15. Use compact fluorescent lightbulbs, which require 75 percent less energy than incandescent lightbulbs.
16. Use reusable shopping bags. Plastic shopping bags can take anywhere from 20 to 1,000 years to decompose.
17. Drive a little slower. Your car will guzzle less gas.
18. Avoid accelerating too quickly, for the same reason.
19. Eat organic! It helps preserve soil quality and balance out the environment. Plus, pesticides — ew.
20. Turn off the water while you brush your teeth. This can save up to five gallons of water a day.
21. Use cloth napkins instead of paper ones.
23. Ditch plastic wrap. It's awful for the environment. Instead, use glass containers, etc.
24. Print on both sides of the paper, if you absolutely have to print something.
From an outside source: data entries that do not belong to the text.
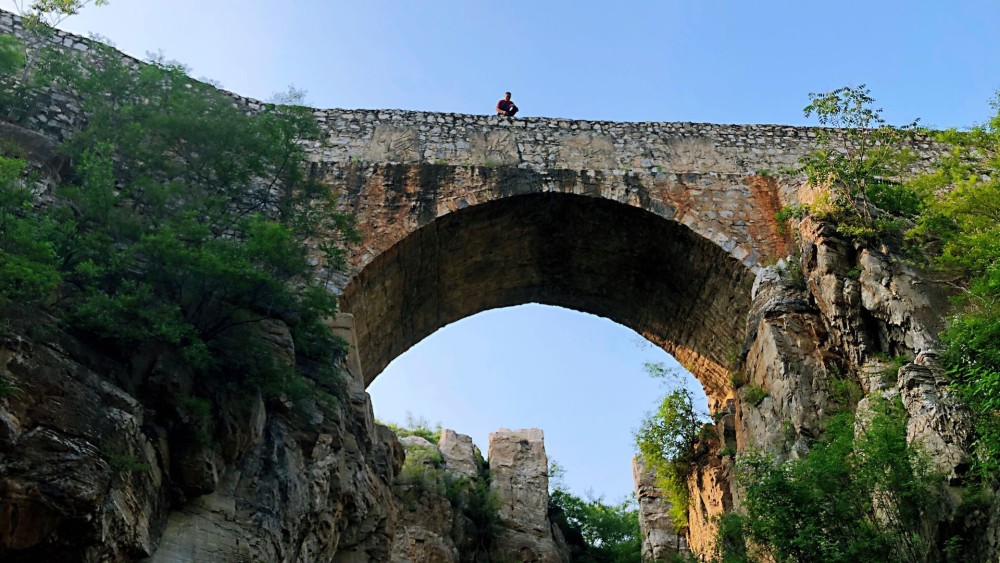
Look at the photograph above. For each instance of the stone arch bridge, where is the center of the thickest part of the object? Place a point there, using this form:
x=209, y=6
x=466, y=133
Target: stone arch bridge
x=660, y=227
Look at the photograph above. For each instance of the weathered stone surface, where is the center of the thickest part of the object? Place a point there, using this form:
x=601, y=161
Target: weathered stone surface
x=659, y=540
x=520, y=479
x=710, y=486
x=87, y=474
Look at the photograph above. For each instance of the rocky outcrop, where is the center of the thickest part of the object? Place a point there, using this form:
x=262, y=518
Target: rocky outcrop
x=95, y=464
x=424, y=516
x=520, y=479
x=659, y=540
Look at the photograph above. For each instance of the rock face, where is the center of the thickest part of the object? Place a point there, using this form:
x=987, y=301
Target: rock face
x=659, y=540
x=433, y=521
x=94, y=466
x=520, y=478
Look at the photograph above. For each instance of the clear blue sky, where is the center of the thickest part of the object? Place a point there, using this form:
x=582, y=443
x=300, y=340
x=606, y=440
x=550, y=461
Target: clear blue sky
x=665, y=60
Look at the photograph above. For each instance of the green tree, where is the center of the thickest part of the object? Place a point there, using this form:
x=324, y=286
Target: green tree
x=861, y=159
x=51, y=12
x=29, y=272
x=610, y=532
x=185, y=221
x=960, y=228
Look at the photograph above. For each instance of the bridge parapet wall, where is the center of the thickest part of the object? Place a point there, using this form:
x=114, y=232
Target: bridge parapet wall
x=539, y=143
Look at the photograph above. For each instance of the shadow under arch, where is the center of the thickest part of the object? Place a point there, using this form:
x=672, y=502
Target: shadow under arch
x=653, y=275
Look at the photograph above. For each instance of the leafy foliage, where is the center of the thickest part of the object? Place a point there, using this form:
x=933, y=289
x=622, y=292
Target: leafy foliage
x=852, y=498
x=861, y=159
x=51, y=12
x=183, y=226
x=610, y=533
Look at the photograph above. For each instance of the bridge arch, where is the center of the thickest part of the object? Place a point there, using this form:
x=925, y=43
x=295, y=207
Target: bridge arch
x=654, y=275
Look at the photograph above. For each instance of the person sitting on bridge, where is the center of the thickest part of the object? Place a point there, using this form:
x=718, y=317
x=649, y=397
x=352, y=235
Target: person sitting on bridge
x=506, y=107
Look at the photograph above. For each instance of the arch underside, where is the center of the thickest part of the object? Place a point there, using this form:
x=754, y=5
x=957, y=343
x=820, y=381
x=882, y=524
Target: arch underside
x=589, y=254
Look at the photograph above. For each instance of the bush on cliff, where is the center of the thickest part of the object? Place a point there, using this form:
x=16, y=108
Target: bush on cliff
x=183, y=223
x=668, y=441
x=595, y=531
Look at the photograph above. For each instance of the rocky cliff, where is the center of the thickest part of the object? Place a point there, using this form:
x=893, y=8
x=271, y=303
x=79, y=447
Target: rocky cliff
x=452, y=507
x=830, y=313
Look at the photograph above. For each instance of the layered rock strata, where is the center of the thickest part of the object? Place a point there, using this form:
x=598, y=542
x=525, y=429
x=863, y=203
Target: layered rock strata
x=520, y=479
x=659, y=540
x=101, y=461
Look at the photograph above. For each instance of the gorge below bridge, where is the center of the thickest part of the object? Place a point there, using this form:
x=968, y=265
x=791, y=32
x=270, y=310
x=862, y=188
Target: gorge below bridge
x=660, y=227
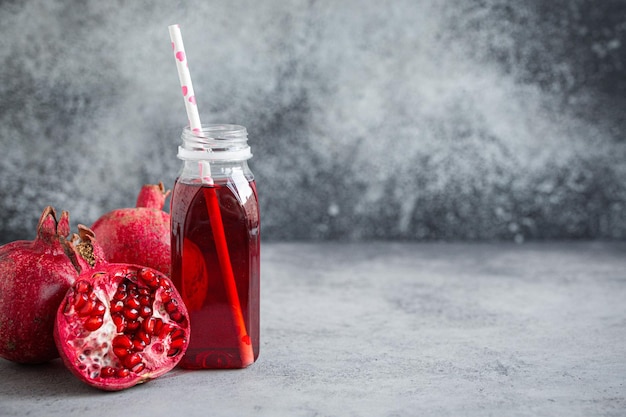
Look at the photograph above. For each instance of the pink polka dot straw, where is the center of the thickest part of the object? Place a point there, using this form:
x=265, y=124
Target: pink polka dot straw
x=213, y=207
x=185, y=79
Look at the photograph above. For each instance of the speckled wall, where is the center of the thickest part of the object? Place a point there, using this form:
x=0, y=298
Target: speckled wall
x=407, y=119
25. Go seafood-free more often. At the rate we're fishing the world's water ecosystems, they will collapse completely by the year 2048.
26. Avoid common household items that might unwittingly be bringing icky stuff into your home.
27. Wash your clothes in cold water whenever possible. A whopping 85 percent of the energy the machine uses goes to heating the water.
28. Let your clothes air-dry on a drying rack.
29. Use rainwater for houseplants and the garden.
It sounds cliche, but it's true: The little things do add up. And our planet needs our help more than ever, so it's long past time to start trying to make a difference.